Sunday, November 20, 2005

It Just Doesn't Stop

More from the LATimes article, via Josh Marshall:
"An investigation by The Times based on interviews since May with about 30 current and former intelligence officials in the U.S., Germany, England, Iraq and the United Nations, as well as other experts, shows that U.S. bungling in the Curveball case was worse than official reports have disclosed. The White House, for example, ignored evidence gathered by United Nations weapons inspectors shortly before the war that disproved Curveball's account." How U.S. Fell Under the Spell of 'Curveball'
No pressure here. "At the Central Intelligence Agency, officials embraced Curveball's account even though they could not confirm it or interview him until a year after the invasion. They ignored multiple warnings about his reliability before the war, punished in-house critics who provided proof that he had lied and refused to admit error until May 2004, 14 months after the invasion." "After the CIA vouched for Curveball's accounts, Bush declared in his 2003 State of the Union speech that Iraq had 'mobile biological weapons labs' designed to produce 'germ warfare agents.' Bush cited the mobile germ factories in at least four prewar speeches and statements, and other world leaders repeated the charge." And it was all bullshit. Fantasies woven from whole cloth by a certifiable nut case. And that's not all, folks! George Bush (11.11.05):
"These critics are fully aware that a bipartisan Senate investigation found no evidence of political pressure to change the intelligence community's judgments related to Iraq's weapons programs." President Commemorates Veterans Day, Discusses War on Terror
"Curveball was the chief source of inaccurate prewar U.S. accusations that Baghdad had biological weapons, a commission appointed by Bush reported this year.
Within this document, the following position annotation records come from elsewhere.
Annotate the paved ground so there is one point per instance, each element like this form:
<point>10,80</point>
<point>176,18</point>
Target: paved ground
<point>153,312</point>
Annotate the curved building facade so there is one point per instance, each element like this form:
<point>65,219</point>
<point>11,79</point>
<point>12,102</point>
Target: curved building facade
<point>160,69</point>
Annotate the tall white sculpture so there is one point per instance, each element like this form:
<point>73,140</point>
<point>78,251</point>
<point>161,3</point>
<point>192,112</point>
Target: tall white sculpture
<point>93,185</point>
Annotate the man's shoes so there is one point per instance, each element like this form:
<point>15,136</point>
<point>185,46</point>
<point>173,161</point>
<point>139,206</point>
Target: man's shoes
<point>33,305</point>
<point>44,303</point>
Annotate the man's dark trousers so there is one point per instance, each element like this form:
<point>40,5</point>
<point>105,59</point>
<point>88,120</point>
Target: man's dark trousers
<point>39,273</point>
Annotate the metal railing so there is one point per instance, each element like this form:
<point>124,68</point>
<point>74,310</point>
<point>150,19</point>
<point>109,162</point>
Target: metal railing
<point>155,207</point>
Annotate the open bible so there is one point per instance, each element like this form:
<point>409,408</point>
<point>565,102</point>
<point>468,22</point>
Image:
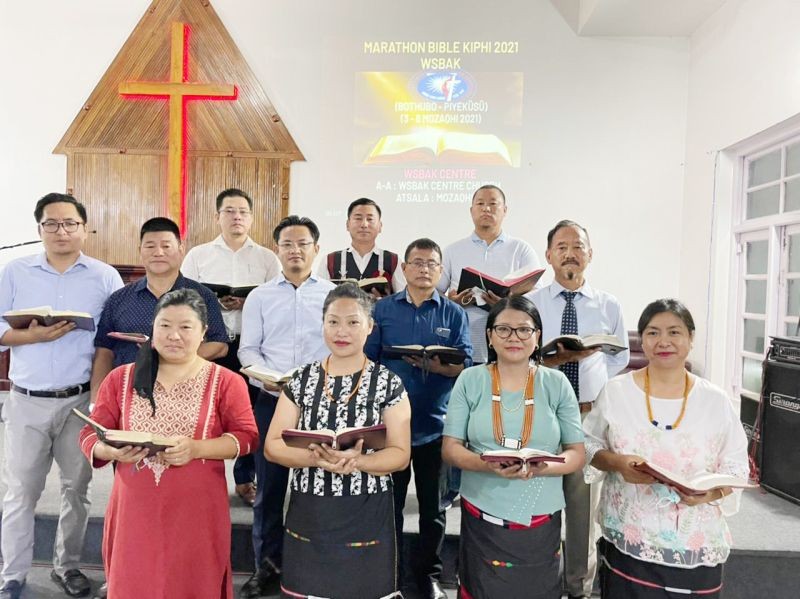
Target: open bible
<point>265,375</point>
<point>46,316</point>
<point>367,285</point>
<point>118,438</point>
<point>131,337</point>
<point>446,355</point>
<point>608,344</point>
<point>516,283</point>
<point>699,484</point>
<point>226,290</point>
<point>374,437</point>
<point>525,456</point>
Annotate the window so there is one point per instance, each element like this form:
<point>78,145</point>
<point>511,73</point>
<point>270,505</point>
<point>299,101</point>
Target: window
<point>767,234</point>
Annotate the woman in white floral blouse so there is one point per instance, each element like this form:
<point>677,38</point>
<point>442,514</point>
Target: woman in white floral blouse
<point>657,541</point>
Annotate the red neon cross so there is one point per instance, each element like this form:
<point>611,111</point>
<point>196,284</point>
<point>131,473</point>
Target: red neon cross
<point>178,91</point>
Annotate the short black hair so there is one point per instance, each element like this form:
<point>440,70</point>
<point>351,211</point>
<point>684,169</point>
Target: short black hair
<point>296,221</point>
<point>349,290</point>
<point>159,223</point>
<point>422,244</point>
<point>184,297</point>
<point>562,224</point>
<point>523,304</point>
<point>489,186</point>
<point>233,193</point>
<point>662,305</point>
<point>53,198</point>
<point>363,202</point>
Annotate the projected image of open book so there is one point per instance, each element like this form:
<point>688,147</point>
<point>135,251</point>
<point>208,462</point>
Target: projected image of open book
<point>448,147</point>
<point>699,484</point>
<point>119,438</point>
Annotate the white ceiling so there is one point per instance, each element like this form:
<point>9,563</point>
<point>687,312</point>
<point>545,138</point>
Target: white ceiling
<point>671,18</point>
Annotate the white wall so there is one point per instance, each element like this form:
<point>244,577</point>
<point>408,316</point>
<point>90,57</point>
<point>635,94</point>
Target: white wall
<point>603,126</point>
<point>744,77</point>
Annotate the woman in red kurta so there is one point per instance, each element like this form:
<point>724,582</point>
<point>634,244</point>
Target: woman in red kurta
<point>167,529</point>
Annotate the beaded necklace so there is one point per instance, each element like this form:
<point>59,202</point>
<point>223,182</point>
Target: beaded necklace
<point>653,421</point>
<point>497,410</point>
<point>355,387</point>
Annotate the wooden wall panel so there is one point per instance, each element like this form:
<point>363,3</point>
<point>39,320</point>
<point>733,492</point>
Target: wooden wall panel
<point>120,192</point>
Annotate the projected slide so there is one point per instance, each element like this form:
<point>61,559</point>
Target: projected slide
<point>434,120</point>
<point>438,118</point>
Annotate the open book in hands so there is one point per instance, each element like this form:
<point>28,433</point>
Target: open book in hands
<point>265,375</point>
<point>374,437</point>
<point>46,316</point>
<point>525,456</point>
<point>446,355</point>
<point>608,344</point>
<point>118,438</point>
<point>699,484</point>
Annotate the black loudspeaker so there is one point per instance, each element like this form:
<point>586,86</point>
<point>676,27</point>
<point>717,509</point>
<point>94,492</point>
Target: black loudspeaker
<point>780,430</point>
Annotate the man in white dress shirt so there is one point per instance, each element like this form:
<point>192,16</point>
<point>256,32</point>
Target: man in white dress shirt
<point>570,306</point>
<point>234,259</point>
<point>363,259</point>
<point>489,250</point>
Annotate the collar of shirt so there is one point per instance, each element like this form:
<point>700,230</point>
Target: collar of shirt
<point>41,262</point>
<point>281,279</point>
<point>556,288</point>
<point>375,250</point>
<point>404,296</point>
<point>500,239</point>
<point>219,241</point>
<point>141,284</point>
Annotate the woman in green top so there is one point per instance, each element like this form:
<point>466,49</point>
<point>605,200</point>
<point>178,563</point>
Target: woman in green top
<point>510,513</point>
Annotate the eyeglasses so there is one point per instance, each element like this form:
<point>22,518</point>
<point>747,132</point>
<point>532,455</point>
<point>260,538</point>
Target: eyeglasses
<point>289,245</point>
<point>420,264</point>
<point>52,226</point>
<point>231,212</point>
<point>504,332</point>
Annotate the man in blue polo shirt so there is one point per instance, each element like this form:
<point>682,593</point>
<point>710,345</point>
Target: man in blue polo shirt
<point>50,368</point>
<point>419,315</point>
<point>130,310</point>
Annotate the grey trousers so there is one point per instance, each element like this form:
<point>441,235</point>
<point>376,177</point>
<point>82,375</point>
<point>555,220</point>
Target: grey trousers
<point>580,549</point>
<point>38,429</point>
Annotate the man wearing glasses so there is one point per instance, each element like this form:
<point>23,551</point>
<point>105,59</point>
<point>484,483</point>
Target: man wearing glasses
<point>50,371</point>
<point>281,330</point>
<point>234,259</point>
<point>420,315</point>
<point>570,306</point>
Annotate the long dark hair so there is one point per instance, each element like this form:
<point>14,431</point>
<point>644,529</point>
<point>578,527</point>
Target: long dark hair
<point>523,304</point>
The commission did not interview Curveball, who still insists his story was true, or the German officials who handled his case." Uhhh, must have forgot or something. "The German account emerges as the White House is lashing out at domestic critics, particularly Senate Democrats, over allegations the administration manipulated intelligence to go to war. Last week, Vice President Dick Cheney called such claims reprehensible and pernicious." "In Congress, the Senate Select Committee on Intelligence is resuming its long-stalled investigation of the administration's use of prewar intelligence. Committee members said last week that the Curveball case would be a key part of their review. House Democrats are calling for a similar inquiry." Uh oh.